Not just any log. His boat team's log. The boat team is a training unit that helps teach team effort. Jaybird would never forget the first day they met their log.

Seven men made up a boat team, and they would be together for the rest of the training. They marched out to a stack of telephone poles, each twenty feet long and weighing three hundred pounds. The seven of them picked up one pole and carried it where instructed.

Then they were told to lie down and bring the log onto their chests. The next order puzzled them at first. They were commanded to do sit-ups with the pole held to their chests. The whole point was that all seven men working together and at the same time could do the sit-ups lifting the telephone pole at the same time. But if one of the seven didn't lift his weight, the other six bodies couldn't do it by themselves.

They were starting to learn the teamwork that is the hallmark of every SEAL who ever graduated from BUD/S training.

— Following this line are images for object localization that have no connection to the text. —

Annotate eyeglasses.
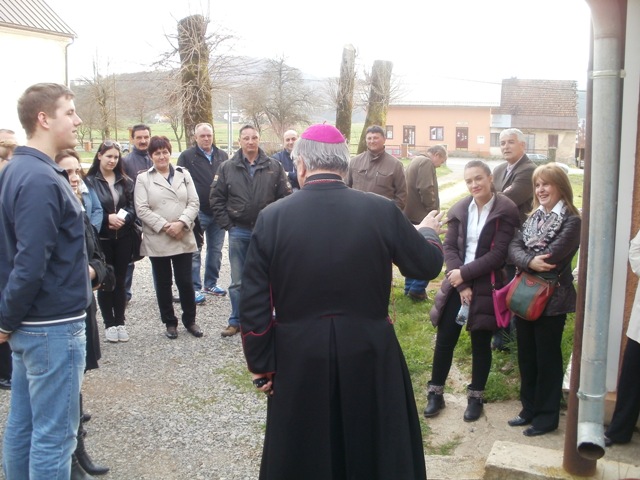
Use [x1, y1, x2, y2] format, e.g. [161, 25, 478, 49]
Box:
[102, 140, 121, 150]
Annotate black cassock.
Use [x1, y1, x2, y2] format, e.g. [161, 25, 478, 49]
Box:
[241, 174, 443, 480]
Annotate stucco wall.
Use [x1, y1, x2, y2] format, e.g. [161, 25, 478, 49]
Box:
[0, 27, 71, 142]
[386, 105, 492, 156]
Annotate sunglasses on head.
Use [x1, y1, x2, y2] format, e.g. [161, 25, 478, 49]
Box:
[102, 140, 121, 150]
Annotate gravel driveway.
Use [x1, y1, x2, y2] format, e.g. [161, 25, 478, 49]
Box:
[0, 243, 267, 479]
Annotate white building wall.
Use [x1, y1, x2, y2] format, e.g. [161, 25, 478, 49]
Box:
[607, 0, 640, 391]
[0, 26, 71, 143]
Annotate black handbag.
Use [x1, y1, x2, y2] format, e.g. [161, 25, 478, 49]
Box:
[131, 220, 144, 262]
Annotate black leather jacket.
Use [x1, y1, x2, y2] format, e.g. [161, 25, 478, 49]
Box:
[85, 170, 136, 240]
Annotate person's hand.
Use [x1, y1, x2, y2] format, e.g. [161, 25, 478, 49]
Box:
[0, 332, 10, 344]
[165, 221, 185, 239]
[88, 265, 96, 280]
[459, 288, 473, 305]
[447, 269, 463, 288]
[417, 210, 446, 235]
[108, 213, 125, 230]
[252, 373, 274, 396]
[528, 254, 556, 272]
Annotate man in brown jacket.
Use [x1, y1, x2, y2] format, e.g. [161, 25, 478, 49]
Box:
[403, 145, 448, 300]
[346, 125, 407, 210]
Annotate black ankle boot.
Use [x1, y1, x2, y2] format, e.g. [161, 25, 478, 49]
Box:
[71, 454, 95, 480]
[76, 433, 110, 476]
[424, 391, 445, 418]
[463, 390, 484, 422]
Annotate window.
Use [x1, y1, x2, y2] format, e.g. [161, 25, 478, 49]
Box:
[490, 133, 500, 147]
[403, 126, 415, 146]
[548, 134, 558, 148]
[385, 125, 393, 139]
[430, 126, 444, 141]
[524, 134, 535, 151]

For weeks their pole was never far from their sweating bodies. They did push-ups with their toes resting on top of the log. They raised it over their heads while lying flat on their backs, held it all the way up, halfway up, then did push-ups with it.

Once they ran a race along the beach for fourteen miles with the seven of them carrying the log. Sometimes they ran over sand dunes to the surf. There they had to drop the log, flop into the surf, then pick up their very own log again, and run back to the starting point.

Platoon Chief Jaybird Sterling turned over on the bunk trying to find a comfortable position. When the hell were the brass in D.C. going to make up their minds? It was a simple answer, yes or no. He checked his watch. It'd been an hour since the SEALS had finished their preliminary planning. What in hell was going on?

The next thing Jaybird knew the L-T was shaking his shoulder.

"Up time. Let's move. We catch a chopper in fifteen minutes. We're taking a damn quick ride to the big floating football field on the ocean. Move."

"What's the word, go or no go?" Jaybird asked.

"Wish I knew. Let's get out of here. We'll find out for sure on the carrier."